Elsie Marley is hosting another Kids' Clothes Week Challenge and my kids need clothes, so here goes:
First up is this skirt for school. We only found out the week before school started that my daughter got into the same school as her brother (thank goodness!), which didn't leave us much time for uniform shopping. It's a State school, but they have to wear uniforms, which I love. The only problem being that there was not much left in the stores one week before the start of term and what was left was usually way too big for my apparently petite daughter. 10 stores later (and a large pile of over sized clothes to return), all we had was some shirts, a skirt and a pair of shorts.
So, here's a pleated skirt to put off doing the laundry for another day each week.
It was going together really well. The top stitching was looking good, the seams were French seams, the hem was straight. I couldn't believe that a pattern that I was putting together as I went along was going so smoothly...
So it goes without saying that the so-called one-stop-button-holer on my machine tried to eat the skirt. With the aid of my seam ripper and a bit of satin stitching around the button hole, I think that I managed to save it - just please don't look too close at the button hole...
nb. Her school shirts are shorter than this one.Next up, a pinafore.
Translation of the day:
UK English: pinafore = jumper in US English
UK English: jumper = sweater in US English
(I've mentioned these before, but even I still have trouble keeping the clothing terms straight...)

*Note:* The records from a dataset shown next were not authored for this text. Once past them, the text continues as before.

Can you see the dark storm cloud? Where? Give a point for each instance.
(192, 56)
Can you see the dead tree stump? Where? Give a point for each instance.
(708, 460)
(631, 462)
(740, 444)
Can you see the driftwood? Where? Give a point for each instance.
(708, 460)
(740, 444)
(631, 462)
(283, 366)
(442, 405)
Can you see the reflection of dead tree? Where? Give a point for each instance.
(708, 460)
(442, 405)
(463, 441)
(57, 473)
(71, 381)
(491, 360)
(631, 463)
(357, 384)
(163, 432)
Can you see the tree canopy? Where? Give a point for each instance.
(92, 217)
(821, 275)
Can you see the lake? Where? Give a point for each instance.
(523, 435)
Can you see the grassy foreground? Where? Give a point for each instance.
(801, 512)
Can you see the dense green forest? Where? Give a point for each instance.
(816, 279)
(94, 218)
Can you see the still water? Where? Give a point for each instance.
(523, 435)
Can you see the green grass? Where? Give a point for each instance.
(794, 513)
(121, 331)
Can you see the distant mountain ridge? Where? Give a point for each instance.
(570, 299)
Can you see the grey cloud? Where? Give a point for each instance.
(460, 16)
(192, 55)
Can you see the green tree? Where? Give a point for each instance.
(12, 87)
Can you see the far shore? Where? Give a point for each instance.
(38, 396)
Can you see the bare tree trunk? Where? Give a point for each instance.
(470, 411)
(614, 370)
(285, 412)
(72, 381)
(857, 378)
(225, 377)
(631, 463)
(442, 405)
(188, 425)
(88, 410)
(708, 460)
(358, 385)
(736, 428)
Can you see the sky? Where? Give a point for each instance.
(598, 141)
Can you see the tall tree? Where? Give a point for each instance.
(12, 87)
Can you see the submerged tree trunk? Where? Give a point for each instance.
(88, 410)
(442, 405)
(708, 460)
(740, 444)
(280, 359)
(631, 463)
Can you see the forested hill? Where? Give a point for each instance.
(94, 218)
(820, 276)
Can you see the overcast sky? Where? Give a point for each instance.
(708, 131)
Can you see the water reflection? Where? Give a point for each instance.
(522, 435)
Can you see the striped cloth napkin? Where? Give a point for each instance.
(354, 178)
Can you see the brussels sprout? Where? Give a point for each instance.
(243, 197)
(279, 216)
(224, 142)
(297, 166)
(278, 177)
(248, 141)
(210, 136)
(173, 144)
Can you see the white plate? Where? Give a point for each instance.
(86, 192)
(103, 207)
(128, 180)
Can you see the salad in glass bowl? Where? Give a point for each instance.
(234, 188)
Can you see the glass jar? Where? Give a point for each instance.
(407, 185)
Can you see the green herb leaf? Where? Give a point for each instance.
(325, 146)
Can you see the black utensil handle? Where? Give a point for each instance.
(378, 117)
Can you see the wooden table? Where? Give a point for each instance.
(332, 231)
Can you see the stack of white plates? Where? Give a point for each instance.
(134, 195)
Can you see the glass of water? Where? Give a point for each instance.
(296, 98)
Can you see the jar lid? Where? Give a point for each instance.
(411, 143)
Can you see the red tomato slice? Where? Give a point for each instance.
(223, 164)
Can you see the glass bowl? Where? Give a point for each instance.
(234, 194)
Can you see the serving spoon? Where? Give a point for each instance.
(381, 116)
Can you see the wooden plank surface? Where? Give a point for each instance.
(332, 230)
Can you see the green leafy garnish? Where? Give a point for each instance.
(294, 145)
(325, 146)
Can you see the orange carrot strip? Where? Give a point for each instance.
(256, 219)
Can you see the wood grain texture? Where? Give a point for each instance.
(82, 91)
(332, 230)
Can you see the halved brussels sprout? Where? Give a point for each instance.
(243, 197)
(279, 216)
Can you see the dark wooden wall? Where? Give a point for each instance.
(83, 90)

UK English: State school = school offered to all children by the government = public school in US English
UK English: public school = a fee-paying school.
According to wikipedia: "Public" is used here in a somewhat archaic sense, meaning that they are open to any member of the public, distinguished from religious schools which are open only to members of that religion. Personally I think that the English use the term just to confuse everyone.